Qu’attendez-vous des spectateurs ?

Savoir que des gens voient mes films est assez gratifiant, parce qu’ils font un effort et parce que j’ai l’impression que ce que j’ai voulu dire est compris, que les gens partagent ou pas mon point de vue. J’espère ouvrir une porte sur un univers qu’ils ne connaissent pas ou peu, et mettre en route une réflexion. J’espère toujours que, grâce aux films, les gens se mettent à penser un peu différemment ou éprouvent des émotions.

L’été dernier, vous avez tourné une web série intitulée Les Parisiens d’août, pouvez-vous nous parler de cette expérience ?
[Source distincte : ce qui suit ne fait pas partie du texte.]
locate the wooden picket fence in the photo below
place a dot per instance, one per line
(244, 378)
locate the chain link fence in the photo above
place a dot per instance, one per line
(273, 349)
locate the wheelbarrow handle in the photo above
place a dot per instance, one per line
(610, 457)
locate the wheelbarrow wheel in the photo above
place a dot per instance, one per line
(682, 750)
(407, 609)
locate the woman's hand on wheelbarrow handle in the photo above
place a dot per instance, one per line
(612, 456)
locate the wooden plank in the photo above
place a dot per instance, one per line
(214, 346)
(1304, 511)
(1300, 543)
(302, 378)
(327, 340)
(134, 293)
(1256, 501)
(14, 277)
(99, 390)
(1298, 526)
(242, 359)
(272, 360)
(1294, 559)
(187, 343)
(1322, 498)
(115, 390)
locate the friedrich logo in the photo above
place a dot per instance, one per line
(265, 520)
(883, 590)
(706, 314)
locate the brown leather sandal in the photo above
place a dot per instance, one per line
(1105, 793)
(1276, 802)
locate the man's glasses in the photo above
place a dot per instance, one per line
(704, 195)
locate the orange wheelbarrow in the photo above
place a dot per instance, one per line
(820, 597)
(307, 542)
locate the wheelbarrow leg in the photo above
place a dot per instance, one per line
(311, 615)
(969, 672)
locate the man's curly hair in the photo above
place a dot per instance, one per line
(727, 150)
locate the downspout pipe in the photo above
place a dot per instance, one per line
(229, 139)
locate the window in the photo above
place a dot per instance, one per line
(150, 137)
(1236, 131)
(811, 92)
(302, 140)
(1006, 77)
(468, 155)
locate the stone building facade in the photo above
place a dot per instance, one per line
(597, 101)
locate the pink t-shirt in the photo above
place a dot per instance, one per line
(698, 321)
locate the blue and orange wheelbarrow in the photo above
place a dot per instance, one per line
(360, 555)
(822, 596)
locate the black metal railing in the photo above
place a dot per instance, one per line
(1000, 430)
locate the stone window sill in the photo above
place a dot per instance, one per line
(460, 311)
C’était très marrant à faire, les contraintes m’amusaient beaucoup. Je m’étais imposé de poster quelque chose tous les jours. J’ai commencé la ballade le 1er août au Parc de la Villette. Je tournais tous les jours pendant trois heures et le lendemain, je reprenais là où je m’étais arrêtée. Et j’ai avancé comme ça tout le mois d’août. Je faisais tout, toute seule : repérer, tourner et monter. Ce qui est agréable et impressionnant, c’est que dans la seconde qui suit la mise en ligne de la vidéo il y a des réactions et  des commentaires. Au début ce sont des gens que l’on connaît, mais assez vite, il y a un nouveau public, une belle interaction. Août 2017 a été le mois d’août le plus studieux de ma vie !

Quels sont vos projets ?

Je viens de terminer un film sur les personnes trans avec Didier Ruiz, le metteur en scène qui intervient dans Après l’ombre. Les films ne se ressemblent pas. Le contexte est très différent, cela se passe en Espagne. L’un vers l’autre est à la fois très pêchu et très désarçonnant aussi. On se rend compte à quel point on voit le monde de façon binaire à travers la question des hommes, des femmes, et quand tout cela se trouble un peu, nous en sommes transformés. Et je suis également sur l’écriture de projets.